Poils d’éléphant dans la poche
Il est difficile de retracer l’origine et la datation exacte de ces croyances. La plupart importées d’Inde, elles se sont ensuite entremêlées avec les croyances propres aux nombreuses ethnies birmanes. Chose plutôt surprenante, ce sont en grande partie les moines bouddhistes qui ont participé à leur transmission, de génération en génération. « A l’époque, nous n’avions pas d’école primaire ni secondaire, le principal vecteur d’information était le monastère, raconte U Law, un vieux professeur d’anglais de Rangoun.
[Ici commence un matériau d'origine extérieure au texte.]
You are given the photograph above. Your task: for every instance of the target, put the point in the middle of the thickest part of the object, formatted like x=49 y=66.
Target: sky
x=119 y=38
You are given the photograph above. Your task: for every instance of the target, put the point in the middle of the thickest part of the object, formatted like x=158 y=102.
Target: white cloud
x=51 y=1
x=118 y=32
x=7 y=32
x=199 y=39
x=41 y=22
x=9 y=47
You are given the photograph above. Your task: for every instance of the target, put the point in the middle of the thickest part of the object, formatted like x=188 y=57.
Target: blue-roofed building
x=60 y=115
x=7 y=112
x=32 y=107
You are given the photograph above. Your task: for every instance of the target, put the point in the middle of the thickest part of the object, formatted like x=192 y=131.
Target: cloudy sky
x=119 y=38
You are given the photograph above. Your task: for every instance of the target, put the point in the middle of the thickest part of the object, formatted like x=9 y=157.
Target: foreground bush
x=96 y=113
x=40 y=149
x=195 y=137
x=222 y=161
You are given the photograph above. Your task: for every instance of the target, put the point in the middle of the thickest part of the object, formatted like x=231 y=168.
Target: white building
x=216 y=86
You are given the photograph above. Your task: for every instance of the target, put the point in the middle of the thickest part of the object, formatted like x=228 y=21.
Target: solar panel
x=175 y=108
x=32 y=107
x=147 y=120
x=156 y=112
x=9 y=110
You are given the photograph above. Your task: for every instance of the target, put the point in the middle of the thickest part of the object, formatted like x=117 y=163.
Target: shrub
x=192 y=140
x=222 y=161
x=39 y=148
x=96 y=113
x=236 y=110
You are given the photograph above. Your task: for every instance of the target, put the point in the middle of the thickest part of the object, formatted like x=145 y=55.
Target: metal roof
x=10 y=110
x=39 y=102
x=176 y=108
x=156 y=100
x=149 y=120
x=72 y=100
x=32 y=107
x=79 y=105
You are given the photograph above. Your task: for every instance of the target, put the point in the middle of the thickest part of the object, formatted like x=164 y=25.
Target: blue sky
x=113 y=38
Ce sont eux qui m’ont appris, par exemple, qu’il ne fallait rien commencer d’important un jour d’éclipse, ne pas porter certaines couleurs lorsque l’on voyage ou que d’avoir sur soi quelques poils d’une queue d’éléphant portait bonheur. » Interrogé sur l’interaction entre ces croyances et le bouddhisme, un moine de 47 ans estime que ces superstitions reflètent simplement le manque d’éducation des gens du peuple comme des moines qui les transmettent. « Si l’on suit vraiment les enseignements bouddhistes, on ne peut pas croire la moitié de ces superstitions, confie-t-il sous couvert d’anonymat. Mais je pense qu’y souscrire n’empêche pas d’être un bon bouddhiste. » Il admet lui-même ne pas pouvoir s’empêcher de suivre les rites funéraires de sa région d’origine, l’Etat Shan. « A la mort d’un proche, je me surprends à chercher des signes de sa résurrection dans les cendres du four de la maison, comme ma mère me l’a appris », sourit-il.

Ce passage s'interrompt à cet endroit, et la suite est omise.